Tercera, la elección judicial mediante voto popular es una muestra más de la tendencia hacia la autocracia populista, o bien, una extravaganza kafkiana que destruye la última garantía de la democracia constitucional: la independencia judicial.

Una vez más, la narrativa da por sentado que la independencia se había alcanzado con el modelo hasta ahora prevaleciente y se hace abstracción de sus fallas telúricas, porosidad y endogamias incorregibles o decisiones injustificables en casos de trascendencia nacional.

Más aún, la ceguera a la posibilidad de abrirse a la otredad impide a los analistas convencionales desde su propio púlpito el abonar alguna ventaja al ejercicio inédito de la elección judicial en México.

Solo para ilustrar mi crítica: No se pone la lente –salvo para denostar– en que elecciones judiciales tienen lugar en otros países (desde Japón a Suiza o de Bolivia a Estados Unidos) y que, con todas sus prisas y debilidades, la nueva opción institucional descorporativiza y abre horizontes de participación ciudadana, democratiza el acceso al servicio judicial en todos los niveles, abre ventanas de oportunidad para cambiar la relación entre judicatura y sociedad, genera posibilidades para mejorar la justicia pronta y expedita, inicia un proceso de relegitimación de la justicia junto con su federalización real, y, en particular, incrementa el conocimiento y la conciencia jurídica y política del pueblo, lo cual también es un ingrediente clave de la democracia bajo cualquier modelo teórico-práctico que se prefiera.

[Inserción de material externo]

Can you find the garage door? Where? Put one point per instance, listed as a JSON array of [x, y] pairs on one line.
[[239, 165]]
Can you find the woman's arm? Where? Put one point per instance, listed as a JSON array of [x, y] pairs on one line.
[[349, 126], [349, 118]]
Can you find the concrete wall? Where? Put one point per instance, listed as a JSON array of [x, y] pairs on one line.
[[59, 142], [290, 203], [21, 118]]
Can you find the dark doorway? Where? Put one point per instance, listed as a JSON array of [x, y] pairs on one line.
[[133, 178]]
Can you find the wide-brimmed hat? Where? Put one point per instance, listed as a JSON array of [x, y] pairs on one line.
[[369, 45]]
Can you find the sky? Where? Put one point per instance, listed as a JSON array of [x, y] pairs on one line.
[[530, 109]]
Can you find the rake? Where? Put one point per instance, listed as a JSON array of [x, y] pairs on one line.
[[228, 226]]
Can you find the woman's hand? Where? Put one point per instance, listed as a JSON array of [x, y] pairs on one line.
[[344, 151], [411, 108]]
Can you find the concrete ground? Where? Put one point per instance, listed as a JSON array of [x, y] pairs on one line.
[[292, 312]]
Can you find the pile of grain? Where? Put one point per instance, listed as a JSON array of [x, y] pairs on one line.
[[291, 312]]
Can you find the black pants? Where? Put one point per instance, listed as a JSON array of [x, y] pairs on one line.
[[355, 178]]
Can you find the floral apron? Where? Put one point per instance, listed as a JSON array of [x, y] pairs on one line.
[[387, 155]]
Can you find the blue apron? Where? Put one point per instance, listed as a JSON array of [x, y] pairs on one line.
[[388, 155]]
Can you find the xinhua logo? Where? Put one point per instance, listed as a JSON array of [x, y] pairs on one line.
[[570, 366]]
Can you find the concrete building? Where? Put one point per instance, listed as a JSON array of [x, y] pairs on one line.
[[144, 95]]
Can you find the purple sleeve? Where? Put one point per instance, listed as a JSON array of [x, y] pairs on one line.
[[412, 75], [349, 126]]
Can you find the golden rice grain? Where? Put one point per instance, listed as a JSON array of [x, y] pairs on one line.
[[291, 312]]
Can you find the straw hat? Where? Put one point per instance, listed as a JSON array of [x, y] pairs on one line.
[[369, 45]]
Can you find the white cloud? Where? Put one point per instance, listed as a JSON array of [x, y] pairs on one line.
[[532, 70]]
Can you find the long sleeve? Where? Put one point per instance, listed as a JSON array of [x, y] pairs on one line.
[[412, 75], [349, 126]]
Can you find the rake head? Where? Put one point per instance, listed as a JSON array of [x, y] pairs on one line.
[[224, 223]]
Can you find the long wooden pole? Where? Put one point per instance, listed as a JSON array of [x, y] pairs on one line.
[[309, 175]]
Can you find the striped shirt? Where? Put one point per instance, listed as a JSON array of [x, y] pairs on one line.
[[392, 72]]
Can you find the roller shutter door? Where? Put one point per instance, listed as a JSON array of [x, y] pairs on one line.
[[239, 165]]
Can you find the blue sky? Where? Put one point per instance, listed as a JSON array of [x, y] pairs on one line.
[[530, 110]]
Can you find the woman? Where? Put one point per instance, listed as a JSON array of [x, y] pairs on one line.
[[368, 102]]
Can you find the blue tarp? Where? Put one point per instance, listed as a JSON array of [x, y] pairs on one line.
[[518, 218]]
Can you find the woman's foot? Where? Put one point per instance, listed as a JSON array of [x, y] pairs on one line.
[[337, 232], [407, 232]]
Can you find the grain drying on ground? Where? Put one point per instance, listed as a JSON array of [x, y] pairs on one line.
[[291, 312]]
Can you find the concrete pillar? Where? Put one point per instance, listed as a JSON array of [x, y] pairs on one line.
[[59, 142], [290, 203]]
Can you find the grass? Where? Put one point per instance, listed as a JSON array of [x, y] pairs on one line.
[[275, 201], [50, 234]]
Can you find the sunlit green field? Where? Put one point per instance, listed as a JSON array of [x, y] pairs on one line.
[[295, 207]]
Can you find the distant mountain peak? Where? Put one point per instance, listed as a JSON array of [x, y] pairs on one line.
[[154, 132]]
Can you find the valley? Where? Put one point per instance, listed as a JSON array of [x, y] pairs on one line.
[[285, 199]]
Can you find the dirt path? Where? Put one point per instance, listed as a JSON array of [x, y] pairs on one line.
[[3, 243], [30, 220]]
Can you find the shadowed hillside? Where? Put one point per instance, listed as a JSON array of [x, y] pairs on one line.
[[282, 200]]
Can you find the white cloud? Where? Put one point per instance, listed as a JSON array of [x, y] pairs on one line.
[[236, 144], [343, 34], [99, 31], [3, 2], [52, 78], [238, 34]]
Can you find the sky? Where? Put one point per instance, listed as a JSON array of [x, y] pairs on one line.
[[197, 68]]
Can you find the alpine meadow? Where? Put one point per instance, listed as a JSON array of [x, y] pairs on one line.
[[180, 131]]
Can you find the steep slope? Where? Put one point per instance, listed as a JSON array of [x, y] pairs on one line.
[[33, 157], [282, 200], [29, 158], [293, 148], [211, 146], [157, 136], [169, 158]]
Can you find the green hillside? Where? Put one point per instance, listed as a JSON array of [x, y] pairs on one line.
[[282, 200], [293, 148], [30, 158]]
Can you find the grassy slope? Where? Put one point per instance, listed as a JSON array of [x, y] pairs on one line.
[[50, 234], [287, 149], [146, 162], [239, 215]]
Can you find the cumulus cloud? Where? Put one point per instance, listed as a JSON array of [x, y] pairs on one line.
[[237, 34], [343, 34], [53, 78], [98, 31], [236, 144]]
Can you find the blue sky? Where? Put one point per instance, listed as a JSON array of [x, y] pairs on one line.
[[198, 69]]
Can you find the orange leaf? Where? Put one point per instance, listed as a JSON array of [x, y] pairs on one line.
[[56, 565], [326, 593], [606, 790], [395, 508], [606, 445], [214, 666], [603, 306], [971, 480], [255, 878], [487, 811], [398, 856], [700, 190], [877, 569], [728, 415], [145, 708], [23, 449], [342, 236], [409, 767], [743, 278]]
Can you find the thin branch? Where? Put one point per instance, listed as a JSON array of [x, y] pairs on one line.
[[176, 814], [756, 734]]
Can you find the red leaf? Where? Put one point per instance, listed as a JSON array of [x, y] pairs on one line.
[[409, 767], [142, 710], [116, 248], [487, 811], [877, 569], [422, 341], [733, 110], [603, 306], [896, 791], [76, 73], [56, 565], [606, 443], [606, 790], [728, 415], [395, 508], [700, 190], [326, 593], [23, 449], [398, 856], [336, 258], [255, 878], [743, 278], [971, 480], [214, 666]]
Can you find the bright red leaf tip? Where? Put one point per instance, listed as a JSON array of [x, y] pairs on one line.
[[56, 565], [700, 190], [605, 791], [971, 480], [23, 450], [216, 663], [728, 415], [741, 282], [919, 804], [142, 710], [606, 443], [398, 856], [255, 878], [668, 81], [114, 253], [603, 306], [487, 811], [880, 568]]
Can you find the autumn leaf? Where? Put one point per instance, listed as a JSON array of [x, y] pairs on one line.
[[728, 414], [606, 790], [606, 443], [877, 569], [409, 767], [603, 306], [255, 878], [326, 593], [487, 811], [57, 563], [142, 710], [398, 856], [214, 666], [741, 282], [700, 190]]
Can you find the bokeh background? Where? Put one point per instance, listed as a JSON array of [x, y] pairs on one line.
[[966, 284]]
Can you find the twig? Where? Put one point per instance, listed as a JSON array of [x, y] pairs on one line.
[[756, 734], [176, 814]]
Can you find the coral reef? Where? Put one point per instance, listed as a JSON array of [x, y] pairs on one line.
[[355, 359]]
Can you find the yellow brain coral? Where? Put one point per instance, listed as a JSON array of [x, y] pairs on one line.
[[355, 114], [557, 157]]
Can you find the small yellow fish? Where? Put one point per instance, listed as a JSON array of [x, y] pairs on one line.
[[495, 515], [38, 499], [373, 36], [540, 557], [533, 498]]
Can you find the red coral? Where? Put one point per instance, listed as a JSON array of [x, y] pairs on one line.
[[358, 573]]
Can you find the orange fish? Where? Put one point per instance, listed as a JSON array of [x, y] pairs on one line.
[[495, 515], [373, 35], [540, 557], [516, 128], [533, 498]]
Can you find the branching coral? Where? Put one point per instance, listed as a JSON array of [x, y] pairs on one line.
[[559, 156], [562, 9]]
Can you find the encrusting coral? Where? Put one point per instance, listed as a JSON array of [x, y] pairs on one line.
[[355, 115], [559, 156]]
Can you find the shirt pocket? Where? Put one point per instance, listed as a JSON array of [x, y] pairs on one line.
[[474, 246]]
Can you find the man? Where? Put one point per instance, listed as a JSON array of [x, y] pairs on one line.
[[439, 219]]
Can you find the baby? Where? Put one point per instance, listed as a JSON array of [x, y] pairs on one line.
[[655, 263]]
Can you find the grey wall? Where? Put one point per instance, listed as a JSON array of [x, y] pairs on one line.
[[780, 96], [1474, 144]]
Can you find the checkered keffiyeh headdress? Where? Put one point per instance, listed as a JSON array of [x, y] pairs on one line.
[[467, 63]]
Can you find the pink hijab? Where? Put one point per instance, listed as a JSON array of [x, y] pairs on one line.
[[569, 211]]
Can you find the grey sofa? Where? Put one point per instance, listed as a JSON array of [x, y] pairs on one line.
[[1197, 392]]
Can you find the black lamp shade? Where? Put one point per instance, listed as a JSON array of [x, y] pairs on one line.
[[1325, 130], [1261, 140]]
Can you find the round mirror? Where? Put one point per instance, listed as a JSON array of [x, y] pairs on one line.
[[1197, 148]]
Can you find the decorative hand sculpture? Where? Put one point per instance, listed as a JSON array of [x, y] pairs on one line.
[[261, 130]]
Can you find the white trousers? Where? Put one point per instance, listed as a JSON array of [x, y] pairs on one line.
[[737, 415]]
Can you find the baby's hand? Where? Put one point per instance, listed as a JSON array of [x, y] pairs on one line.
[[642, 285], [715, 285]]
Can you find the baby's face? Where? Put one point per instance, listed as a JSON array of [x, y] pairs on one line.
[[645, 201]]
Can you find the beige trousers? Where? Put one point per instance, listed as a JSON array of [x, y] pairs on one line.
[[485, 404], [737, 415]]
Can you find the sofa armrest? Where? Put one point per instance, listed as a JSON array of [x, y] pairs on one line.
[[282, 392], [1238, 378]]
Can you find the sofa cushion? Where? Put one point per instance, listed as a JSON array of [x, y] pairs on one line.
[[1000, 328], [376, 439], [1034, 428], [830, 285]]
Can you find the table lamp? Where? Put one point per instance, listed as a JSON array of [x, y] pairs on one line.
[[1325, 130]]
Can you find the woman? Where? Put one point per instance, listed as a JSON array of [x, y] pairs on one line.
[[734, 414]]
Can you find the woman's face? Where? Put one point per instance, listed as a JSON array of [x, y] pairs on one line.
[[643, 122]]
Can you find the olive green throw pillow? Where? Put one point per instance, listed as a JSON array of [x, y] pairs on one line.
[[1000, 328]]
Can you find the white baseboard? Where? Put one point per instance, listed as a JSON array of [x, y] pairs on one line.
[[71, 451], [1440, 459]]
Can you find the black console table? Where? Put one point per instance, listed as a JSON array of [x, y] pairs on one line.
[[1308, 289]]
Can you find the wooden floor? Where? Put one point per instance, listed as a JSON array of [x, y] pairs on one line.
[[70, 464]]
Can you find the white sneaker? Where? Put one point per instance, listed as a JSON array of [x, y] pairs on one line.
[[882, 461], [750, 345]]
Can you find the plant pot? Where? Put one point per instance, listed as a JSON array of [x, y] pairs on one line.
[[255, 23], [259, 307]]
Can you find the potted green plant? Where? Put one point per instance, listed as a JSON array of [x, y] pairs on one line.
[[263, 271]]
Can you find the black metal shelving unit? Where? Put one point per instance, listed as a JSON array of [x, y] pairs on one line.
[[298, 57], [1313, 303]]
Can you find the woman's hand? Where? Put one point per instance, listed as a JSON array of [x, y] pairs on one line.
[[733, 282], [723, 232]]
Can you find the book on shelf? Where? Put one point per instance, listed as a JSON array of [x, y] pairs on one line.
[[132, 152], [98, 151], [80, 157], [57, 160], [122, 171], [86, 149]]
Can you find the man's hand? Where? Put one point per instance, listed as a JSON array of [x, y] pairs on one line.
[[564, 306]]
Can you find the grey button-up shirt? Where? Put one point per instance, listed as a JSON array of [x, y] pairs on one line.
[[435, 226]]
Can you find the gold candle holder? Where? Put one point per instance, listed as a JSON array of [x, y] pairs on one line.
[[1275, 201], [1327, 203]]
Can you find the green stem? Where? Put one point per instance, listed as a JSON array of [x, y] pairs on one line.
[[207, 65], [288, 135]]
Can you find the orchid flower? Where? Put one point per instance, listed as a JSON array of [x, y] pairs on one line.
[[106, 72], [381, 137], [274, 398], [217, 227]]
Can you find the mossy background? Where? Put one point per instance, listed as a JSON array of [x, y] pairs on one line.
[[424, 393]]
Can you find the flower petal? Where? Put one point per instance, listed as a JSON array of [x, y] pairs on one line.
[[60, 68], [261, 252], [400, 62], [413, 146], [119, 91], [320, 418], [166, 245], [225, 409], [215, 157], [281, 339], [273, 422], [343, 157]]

Estimo que todo cambio estructural es y debe ser controvertido y riesgoso, más aún cuando conlleva decisiones e implicaciones inéditas y, por ende, más o menos inciertas.

No obstante, bajo determinadas condiciones de alto riesgo para la gobernabilidad del país de que se trate, esos cambios de fondo son preferibles a la fatalidad de la inercia prevaleciente.

Así lo hace ver la telegráfica revisión crítica de tres de las narrativas conservadoras al uso en México, que aquí he expuesto y criticado.

Esas narrativas buscan, legítimamente en tanto expresión del pluralismo democrático en el que convivimos, aunque equivocadamente en términos de su pertinencia social y constitucional contemporánea, oponerse a la transformación histórica del país.

Estimo que el contexto histórico en plena transformación no avala sus dichos.